Japanese thin-film maker Solar Frontier has hit a 20.9% conversion efficiency with a factory-ready copper, indium, selenium (CIS) cell, beating its own record of 19.7%.
The figure, achieved on a 0.5sq cm cell during joint research with national R&D body Nedo, was independently verified by Germany’s Fraunhofer Institute.
“Solar Frontier’s new 20.9% efficiency record resulted from a CIS cell cut from a 30cm x 30cm substrate produced using a sputtering-selenisation formation method - the same method we use in our factories,” says Solar Frontier chief technology officer Satoru Kuriyagawa.
“The significance is two-fold: it ensures we can transfer our latest achievement into mass production faster; and it proves the long-term conversion efficiency potential of [our] proprietary CIS technology.”

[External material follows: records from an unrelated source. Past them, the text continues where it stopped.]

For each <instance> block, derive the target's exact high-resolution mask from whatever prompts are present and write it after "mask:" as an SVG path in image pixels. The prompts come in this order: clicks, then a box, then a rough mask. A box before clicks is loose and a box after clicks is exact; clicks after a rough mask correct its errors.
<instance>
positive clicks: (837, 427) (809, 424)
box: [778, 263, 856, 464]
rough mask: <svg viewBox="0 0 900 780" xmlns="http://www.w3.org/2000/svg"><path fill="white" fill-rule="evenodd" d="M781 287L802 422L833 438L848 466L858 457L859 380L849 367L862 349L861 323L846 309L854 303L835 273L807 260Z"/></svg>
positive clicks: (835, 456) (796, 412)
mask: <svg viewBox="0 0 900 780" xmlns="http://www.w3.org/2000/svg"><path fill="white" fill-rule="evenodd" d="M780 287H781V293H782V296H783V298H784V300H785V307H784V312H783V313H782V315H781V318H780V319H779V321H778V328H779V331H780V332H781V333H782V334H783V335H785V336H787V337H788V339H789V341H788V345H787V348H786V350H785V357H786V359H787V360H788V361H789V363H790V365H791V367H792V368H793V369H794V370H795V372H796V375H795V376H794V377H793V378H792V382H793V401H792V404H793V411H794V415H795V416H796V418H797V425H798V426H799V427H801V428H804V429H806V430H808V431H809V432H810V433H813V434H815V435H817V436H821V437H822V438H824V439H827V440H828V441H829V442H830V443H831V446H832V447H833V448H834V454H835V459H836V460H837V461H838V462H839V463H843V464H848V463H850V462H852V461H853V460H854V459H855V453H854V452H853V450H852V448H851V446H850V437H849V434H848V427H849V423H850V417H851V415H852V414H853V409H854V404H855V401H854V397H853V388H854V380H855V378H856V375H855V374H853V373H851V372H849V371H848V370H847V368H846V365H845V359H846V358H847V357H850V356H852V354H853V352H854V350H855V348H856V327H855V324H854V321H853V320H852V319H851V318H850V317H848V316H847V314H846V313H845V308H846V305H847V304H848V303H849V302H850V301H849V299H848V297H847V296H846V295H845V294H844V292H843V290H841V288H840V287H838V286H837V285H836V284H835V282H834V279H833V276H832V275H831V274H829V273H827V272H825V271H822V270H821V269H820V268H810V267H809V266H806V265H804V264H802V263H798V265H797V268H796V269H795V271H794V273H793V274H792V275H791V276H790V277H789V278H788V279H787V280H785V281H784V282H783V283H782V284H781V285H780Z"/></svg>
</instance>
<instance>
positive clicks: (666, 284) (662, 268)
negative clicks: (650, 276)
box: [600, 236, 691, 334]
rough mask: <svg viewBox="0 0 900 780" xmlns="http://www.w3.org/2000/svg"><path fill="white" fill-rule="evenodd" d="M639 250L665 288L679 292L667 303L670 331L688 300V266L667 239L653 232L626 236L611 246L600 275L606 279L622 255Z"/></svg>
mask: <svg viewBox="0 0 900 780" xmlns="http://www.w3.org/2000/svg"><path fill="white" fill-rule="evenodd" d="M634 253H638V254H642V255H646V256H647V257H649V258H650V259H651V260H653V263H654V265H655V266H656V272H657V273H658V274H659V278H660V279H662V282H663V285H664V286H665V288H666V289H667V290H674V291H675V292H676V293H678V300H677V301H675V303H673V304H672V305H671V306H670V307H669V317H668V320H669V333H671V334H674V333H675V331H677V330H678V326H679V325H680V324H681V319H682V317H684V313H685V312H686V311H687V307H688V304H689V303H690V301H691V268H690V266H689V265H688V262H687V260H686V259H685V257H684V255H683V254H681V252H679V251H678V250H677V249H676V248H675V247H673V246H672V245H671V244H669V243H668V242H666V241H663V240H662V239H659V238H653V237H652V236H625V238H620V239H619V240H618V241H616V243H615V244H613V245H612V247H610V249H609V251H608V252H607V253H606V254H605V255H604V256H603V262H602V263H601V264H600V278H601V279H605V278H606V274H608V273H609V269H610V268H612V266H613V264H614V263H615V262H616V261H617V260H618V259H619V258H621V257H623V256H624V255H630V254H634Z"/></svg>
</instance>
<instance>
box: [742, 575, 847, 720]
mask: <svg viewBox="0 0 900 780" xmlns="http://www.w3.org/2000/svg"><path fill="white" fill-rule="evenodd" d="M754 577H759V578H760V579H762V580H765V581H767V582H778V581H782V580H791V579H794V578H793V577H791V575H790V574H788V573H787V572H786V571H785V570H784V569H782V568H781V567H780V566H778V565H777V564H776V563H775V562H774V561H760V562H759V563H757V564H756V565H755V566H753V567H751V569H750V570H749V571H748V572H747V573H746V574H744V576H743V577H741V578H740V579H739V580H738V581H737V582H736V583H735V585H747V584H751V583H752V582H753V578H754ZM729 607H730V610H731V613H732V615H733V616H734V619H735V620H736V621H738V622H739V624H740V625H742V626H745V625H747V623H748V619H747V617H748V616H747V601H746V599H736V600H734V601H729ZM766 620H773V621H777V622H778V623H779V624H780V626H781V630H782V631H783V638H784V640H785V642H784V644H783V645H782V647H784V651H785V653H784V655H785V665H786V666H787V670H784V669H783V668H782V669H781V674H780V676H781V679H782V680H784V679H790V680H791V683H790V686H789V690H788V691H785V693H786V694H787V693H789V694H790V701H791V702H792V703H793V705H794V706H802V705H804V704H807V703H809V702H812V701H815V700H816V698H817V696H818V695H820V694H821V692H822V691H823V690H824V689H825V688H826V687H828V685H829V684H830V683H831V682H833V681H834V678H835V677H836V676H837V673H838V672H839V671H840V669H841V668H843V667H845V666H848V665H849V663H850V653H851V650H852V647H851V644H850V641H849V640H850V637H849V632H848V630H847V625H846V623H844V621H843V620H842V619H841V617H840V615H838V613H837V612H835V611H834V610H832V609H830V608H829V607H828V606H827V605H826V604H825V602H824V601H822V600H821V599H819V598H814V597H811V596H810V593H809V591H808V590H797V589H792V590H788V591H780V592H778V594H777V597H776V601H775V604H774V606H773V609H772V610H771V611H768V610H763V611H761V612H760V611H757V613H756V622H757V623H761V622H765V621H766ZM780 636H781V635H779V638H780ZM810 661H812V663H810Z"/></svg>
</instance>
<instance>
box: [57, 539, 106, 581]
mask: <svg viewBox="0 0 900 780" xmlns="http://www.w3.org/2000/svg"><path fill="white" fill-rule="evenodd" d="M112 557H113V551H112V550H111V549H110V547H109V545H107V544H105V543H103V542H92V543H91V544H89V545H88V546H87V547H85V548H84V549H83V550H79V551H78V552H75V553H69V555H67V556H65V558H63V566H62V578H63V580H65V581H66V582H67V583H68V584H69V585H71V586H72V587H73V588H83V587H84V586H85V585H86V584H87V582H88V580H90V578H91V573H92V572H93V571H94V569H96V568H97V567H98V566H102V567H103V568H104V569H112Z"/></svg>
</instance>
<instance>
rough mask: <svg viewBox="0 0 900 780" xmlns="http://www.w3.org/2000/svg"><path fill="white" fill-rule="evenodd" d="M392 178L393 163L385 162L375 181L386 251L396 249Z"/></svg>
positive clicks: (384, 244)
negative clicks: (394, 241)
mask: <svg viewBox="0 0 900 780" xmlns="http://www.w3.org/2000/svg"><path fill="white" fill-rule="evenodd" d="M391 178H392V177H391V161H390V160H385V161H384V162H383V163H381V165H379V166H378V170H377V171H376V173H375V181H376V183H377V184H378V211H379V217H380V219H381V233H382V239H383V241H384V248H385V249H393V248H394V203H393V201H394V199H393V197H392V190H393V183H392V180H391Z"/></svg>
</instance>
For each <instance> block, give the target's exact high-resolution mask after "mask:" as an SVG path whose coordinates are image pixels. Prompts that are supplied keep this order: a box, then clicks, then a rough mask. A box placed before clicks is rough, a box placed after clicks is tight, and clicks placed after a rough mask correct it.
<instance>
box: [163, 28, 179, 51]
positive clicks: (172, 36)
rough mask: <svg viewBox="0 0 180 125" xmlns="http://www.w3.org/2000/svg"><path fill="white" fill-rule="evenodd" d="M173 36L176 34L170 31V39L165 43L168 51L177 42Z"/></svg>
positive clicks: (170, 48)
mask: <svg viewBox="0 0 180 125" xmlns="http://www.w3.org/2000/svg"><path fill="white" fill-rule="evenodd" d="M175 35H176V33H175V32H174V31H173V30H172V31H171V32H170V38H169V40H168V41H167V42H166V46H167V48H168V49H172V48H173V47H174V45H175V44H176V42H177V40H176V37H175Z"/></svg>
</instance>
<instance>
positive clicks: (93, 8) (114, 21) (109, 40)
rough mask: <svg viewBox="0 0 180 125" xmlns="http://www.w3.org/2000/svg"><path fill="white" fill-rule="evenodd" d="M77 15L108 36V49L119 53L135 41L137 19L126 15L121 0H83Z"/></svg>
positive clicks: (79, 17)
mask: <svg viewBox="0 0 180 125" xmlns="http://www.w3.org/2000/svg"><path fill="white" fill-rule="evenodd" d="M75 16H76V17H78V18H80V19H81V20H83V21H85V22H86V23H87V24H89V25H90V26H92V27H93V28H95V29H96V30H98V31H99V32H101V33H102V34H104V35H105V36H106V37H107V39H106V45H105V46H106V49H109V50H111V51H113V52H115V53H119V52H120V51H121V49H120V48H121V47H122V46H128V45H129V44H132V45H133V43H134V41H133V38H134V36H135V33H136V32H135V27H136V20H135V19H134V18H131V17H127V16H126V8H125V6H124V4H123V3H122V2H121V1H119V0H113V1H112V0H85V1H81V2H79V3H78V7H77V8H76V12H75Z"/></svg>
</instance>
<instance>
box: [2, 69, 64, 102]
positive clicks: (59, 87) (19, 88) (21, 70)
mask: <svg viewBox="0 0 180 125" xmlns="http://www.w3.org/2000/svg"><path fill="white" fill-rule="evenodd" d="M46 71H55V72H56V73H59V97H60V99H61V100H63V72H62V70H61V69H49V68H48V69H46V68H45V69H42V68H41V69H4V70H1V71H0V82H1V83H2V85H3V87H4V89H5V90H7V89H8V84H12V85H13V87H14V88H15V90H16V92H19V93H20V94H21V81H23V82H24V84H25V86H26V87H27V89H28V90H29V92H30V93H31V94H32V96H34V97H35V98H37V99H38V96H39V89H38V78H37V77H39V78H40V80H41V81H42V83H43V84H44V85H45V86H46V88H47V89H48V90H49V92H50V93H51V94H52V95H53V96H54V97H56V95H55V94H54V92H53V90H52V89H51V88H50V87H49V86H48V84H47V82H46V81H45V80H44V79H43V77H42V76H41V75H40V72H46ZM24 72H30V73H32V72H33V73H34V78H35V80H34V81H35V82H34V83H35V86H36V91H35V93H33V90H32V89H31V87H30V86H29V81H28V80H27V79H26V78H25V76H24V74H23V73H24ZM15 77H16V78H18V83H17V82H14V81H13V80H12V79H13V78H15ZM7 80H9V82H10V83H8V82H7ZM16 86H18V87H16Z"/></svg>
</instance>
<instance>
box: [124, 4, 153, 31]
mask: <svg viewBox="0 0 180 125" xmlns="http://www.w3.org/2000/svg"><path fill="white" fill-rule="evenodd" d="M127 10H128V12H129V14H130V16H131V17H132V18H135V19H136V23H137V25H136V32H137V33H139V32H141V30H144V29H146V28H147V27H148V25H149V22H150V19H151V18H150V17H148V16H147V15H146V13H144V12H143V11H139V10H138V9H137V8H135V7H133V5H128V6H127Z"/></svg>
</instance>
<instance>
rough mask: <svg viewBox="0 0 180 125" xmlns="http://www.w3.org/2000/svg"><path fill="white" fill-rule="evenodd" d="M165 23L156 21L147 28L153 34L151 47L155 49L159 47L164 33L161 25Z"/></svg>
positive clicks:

The hybrid high-temperature sputtering-selenisation process developed by Solar Frontier to manufacture its thin-film promises to overtake conventional “co-evaporation”, which is more expensive and has a best-ever efficiency of 20.3%.
Kuriyagwa recently told Recharge he was “confident” next-generation CIS technology would reach a game-changing 29.7% efficiency, eclipsing the accepted 25% ceiling on thin-film efficiency.
Solar Frontier’s latest efficiency record was set at the Atsugi Research Centre in Kanagawa.